Amma Syncletica said, "We ought to govern our souls with discretion and to remain in the community, neither following our own will nor seeking our own good. We are like exiles: we have been separated from the things of this world and have given ourselves in one faith to the one Father. We need nothing of what we have left behind. There we had reputation and plenty to eat; here we have little to eat and little of everything else."
The above is from Benedicta Ward's Daily Readings with The Desert Fathers. I try to turn to Amma Syncletica from time to time. Her's was a rigorous soul. The last line of this particular story always catches me up. I wrestle with my place in the world. It's an ongoing habit that I have failed to break over the years.
In spite of Jesus' admonition, I do worry for my life. I do. I fret. I'm good at it. I should have a doctorate in fretting rather than liturgics and ethnomusicology.
You want to fret? I'm your guy.
The more recent fretfulness has been focused on reputation and influence, "greatness," if you will. It's been couched in several different aspects of my life, but most recently it has been a question about getting this damn degree.

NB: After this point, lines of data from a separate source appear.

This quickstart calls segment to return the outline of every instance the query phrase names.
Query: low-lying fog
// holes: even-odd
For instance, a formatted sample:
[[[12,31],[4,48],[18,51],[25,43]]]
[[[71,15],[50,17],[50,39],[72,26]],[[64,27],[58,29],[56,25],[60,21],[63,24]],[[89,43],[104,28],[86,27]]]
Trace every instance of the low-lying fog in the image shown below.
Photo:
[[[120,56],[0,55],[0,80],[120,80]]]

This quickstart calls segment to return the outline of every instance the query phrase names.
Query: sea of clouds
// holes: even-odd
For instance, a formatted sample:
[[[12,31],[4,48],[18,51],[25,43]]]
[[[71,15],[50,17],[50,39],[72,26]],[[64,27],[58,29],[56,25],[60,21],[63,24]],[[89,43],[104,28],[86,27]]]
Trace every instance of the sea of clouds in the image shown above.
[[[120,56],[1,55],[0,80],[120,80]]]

I call it the "damn degree" now. Why? Cussing has always made me feel better.
Also, hubris. I am awash in it.
"We need nothing of what we have left behind. There we had reputation and plenty to eat; here we have little to eat and little of everything else."
Lordy, but the economics of the academy have come off the rails, especially in the religious academy. I know many will disagree with me. I think that's a good thing. God forbid it that any one of us alone gets to say what is good, right, and true about what we do. That would be a disaster. But I keep thinking about Amma Syncletica and her understanding of the ascetic life and it's relationship to reputation or notoriety. Even if we are not called to the ascetic life, there is a good warning in her wisdom.

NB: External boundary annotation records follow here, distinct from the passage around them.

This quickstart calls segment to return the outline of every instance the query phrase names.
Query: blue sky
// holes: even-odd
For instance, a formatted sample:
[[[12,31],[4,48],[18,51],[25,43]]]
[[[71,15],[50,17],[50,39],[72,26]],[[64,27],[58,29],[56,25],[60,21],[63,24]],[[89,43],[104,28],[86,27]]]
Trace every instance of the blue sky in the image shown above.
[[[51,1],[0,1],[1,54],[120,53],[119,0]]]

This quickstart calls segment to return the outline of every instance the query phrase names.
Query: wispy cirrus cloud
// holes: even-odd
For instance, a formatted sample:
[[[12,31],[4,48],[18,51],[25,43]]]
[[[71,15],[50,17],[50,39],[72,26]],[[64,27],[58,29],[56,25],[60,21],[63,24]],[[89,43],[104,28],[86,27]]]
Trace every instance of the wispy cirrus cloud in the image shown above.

Why are you getting a PhD?
Why do you wish to serve in theological education?
What is your understanding of leadership and notoriety?

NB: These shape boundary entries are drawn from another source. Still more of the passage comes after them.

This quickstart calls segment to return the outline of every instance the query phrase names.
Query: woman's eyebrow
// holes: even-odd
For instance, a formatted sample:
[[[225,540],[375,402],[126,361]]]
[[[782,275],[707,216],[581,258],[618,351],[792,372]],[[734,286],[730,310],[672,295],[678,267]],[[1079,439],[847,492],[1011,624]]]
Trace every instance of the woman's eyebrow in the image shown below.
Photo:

Because they are gonna come. Stand up in a pulpit in front of people and they come whether you like it or not. The classroom lectern is no different.
The PhD affords me the opportunity to teach in the seminary, in the college or university. I want to get up early and meet with students in a class room and discuss ideas, history, practices, the lives of the faithful so that we too might become more faithful. I want to help facilitate a conversation that can last a lifetime. For me, these are theological concerns and practices.
Temptation arises, of course, in the way this whole endeavor is structured. Who leads the conversation? Who holds power? Who is the "expert" in the room? Authority, hierarchy...there are some utilitarian realities that should be honored, but there is also an interpersonal dynamic at work that I still struggle with.
I want to be recognized without notoriety. I want to speak without bearing the weight of leadership.
I look at my heroes, the women and men who educated me. Sometimes I want to be like them. I do. But more truthfully, I want to help my students be like them. I don't care that much if I become like them.
I want more heroes. I don't want to be one.